Le Journal de Montreal - Weekend
UNE FRESQUE SUR L’ADOLESCENCE
Quinze ans après avoir suivi une dizaine d’étudiants d’une école secondaire de Loretteville, en banlieue de Québec, pour le film À l’ouest de Pluton, qu’il a coréalisé avec Myriam Verreault, le réalisateur Henry Bernadet est retourné sur le terrain pour aller cette fois-ci à la rencontre d’un groupe d’adolescents du quartier Saint-Michel, à Montréal.

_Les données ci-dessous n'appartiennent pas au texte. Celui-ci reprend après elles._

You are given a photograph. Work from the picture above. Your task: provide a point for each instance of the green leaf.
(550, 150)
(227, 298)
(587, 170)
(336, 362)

Dans Les rayons gamma ,son nouveau film qu’il a tourné sur une période de deux ans en pleine pandémie, Henry Bernadet donne donc la parole à plusieurs jeunes issus de l’immigration qu’il a rencontrés en organisant des ateliers de jeu à l’école secondaire Georges-Vanier. En discutant avec eux et en apprenant à les connaître, le cinéaste a eu l’idée d’écrire un scénario de film en s’inspirant de leurs personnalités et de leurs réalités, en mélangeant documentaire et fiction.
« Au départ, le film devait être une fresque dans le quartier [Saint-Michel et Villeray], mais pas seulement avec des jeunes », explique Henry Bernadet, en entrevue au Journal.
« Je savais que je voulais faire un film pour aller à la rencontre des gens de cultures différentes de la mienne. Quand je suis arrivé à Montréal, j’ai déménagé dans Villeray, un quartier très multiculturel. J’étais fasciné par les différentes cultures qui m’entouraient et j’avais envie d’en savoir plus sur les gens du quartier. Mais quand j’ai rencontré ces jeunes-là, il y a eu un déclic. Je les ai trouvés tellement intéressants que j’ai voulu écrire un film sur eux et avec eux. »
Henry Bernadet ne s’en cache pas : la démarche préconisée pour Les rayons gamma s’apparente beaucoup à celle utilisée pour À l’ouest de Pluton, il y a une quinzaine d’années. Le résultat final est très différent cependant.
« Je ne vois pas Les rayons gamma comme une suite d’À l’ouest de Pluton, mais il y a assurément des ressemblances et des liens à faire entre ces deux films-là », observe le réalisateur.
« Mais en même temps, c’est complètement différent parce que c’est un autre monde. Les jeunes dans
À l’ouest de Pluton, on était comme des grands frères et des grandes soeurs pour eux. Je connaissais très bien ce milieu-là parce que c’était mon ancienne école secondaire. Mais là, c’est complètement un autre monde. Pour ces jeunes-là, je suis comme un étranger. Ils me vouvoient encore même si j’ai passé des heures à tourner avec eux ! »
« Mais ma plus grande satisfaction, c’est qu’ils ont beaucoup aimé le film. Ils en sont fiers. C’est ça qui était le plus important pour moi. »
IDENTITÉ QUÉBÉCOISE
Henry Bernadet admet que le montage des Rayons gamma a été long et complexe. C’est qu’en tournant son film en plusieurs blocs, sur une période de deux ans, le réalisateur avait mis en boîte des dizaines d’heures de matériel.
« Le film est un chassé-croisé de plusieurs histoires, alors j’ai cherché pendant longtemps pour trouver le bon équilibre, souligne-t-il. Je voulais éviter qu’une histoire prenne plus de place qu’une autre. C’était aussi important pour moi que le documentaire et la fiction se mélangent de façon harmonieuse et que le film propose un voyage sensoriel et visuel dans le quartier. »
En braquant sa caméra sur les jeunes de son film, Henry Bernadet souhaitait les voir répondre à certaines questions toutes simples, à savoir, par exemple, ce qu’ils aiment dans la vie ou s’ils se sentent québécois. Certaines de leurs réponses ont été difficiles à accepter pour lui, notamment celles sur l’identité québécoise.
« Une des choses qui m’a le plus surpris, c’est qu’ils ne se sentent pas québécois du tout, confie-t-il. Ça m’a déchiré et ça m’a fait mal, en fait. J’ai trouvé ça très difficile à entendre. Ça m’a déçu. Mais en même temps, ils ont des références québécoises. Pour moi, ils sont complètement québécois, mais c’est moins évident pour eux. Il y a encore du travail à faire. »
Les rayons gamma a pris l’affiche hier.